Michelangelo’s ‘David’, a rifle, and cultural paranoia

I’m still laughing at the outraged response of the Italian government to this advertisement from Armalite, Inc.

Fox News reports:

An Illinois-based gunmaker has incurred the wrath of the Italian government after using Michelangelo‘s famous sculpture of the Biblical hero David in an advertisement for one of its rifles.

. . .

Italian Culture Minister Dario Franceschini urged the company to withdraw the advertisement after images of it appeared on several Italian media websites over the weekend. Franceschini tweeted “The image of David, armed, offends and infringes the law. We will take action against the American company so that it immediately withdraws its campaign.”

The Italian government claims that it has the copyright to all commercial uses of the marble masterpiece, which was created between 1501 and 1504 and resides in the Accademia Gallery in Florence. The gallery’s director, Angelo Tartuferi, told Repubblica newspaper “The law says that the aesthetic value of the work cannot be distorted.
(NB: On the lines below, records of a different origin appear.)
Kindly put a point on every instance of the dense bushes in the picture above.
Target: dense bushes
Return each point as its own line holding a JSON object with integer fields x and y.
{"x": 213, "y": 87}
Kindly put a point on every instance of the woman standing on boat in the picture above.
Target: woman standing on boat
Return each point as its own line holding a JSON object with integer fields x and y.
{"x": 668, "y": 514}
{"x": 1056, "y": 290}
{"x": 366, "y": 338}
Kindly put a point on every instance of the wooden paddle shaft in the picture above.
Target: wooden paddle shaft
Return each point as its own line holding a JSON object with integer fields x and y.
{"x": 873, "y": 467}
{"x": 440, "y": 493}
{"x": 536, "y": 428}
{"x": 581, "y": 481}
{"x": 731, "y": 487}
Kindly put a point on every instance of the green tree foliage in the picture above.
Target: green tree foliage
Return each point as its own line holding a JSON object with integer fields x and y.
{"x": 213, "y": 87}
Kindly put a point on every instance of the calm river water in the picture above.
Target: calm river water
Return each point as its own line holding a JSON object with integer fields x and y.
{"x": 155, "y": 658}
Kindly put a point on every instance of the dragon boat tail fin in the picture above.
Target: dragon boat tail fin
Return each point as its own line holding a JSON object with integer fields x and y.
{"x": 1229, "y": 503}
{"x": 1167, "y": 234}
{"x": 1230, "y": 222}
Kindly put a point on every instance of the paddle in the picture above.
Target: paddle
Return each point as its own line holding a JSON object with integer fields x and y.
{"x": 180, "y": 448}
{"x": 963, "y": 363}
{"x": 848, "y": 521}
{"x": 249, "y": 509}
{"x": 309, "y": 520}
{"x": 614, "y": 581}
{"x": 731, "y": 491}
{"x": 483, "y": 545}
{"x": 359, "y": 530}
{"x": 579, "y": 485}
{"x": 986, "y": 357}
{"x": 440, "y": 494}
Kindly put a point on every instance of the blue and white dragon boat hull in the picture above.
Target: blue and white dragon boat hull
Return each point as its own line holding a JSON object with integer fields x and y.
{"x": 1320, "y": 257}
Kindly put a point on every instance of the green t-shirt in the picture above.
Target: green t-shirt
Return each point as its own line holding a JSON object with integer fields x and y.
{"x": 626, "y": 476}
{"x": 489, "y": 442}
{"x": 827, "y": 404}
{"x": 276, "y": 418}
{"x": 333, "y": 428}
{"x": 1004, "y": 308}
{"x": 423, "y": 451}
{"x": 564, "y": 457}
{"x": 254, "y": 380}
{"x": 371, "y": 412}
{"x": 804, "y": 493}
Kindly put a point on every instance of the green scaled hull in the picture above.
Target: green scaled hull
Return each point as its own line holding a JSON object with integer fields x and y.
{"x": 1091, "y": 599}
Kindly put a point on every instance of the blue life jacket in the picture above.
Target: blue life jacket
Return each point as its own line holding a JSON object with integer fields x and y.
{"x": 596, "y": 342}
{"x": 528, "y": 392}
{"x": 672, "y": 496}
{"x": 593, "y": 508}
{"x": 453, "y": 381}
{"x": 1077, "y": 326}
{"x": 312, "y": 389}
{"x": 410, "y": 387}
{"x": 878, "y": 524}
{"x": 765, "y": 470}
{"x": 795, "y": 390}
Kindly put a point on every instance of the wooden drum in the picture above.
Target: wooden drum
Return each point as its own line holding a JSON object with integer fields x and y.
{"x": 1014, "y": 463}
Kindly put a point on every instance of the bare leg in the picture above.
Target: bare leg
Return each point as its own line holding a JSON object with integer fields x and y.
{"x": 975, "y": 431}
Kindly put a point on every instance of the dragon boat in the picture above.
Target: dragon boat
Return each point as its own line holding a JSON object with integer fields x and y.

In this case, not only is the choice in bad taste but also completely illegal.”

There’s more at the link.

Of course, all the fuss is garnering yet more publicity for Armalite, which is doubtless lapping it up with a big corporate smile.  As to Italy claiming to own the copyright to commercial use of Michelangelo’s ‘David’, I’m willing to bet that any commercial copyright expired an awful long time ago, in terms of national and international copyright law.  In any event, even if they pass a law that applies within Italy, I daresay it’ll have no force and effect outside that nation’s boundaries – and I doubt very much whether Armalite plans to run that advertisement inside Italy at all!

Kudos to Armalite for a very creative idea.  They’ve taken it further, picturing another of their rifles hanging on the wall in the Louvre next to the Mona Lisa.

So far, no reaction from the French government . . .



  1. Not to be cynical, but given the duplicitous activities of most governments nowadays, we should consider the probability that the Italian government is in on the campaign, and is happily being paid off under the table while also reaping the benefits to their museums of the free publicity.

  2. You know the the painting American Gothic depicted to the left is not in the Louve?

    It is in Chicago so maybe the Armalite should be between that and a Monet or a Van Gogh at the Art Institute.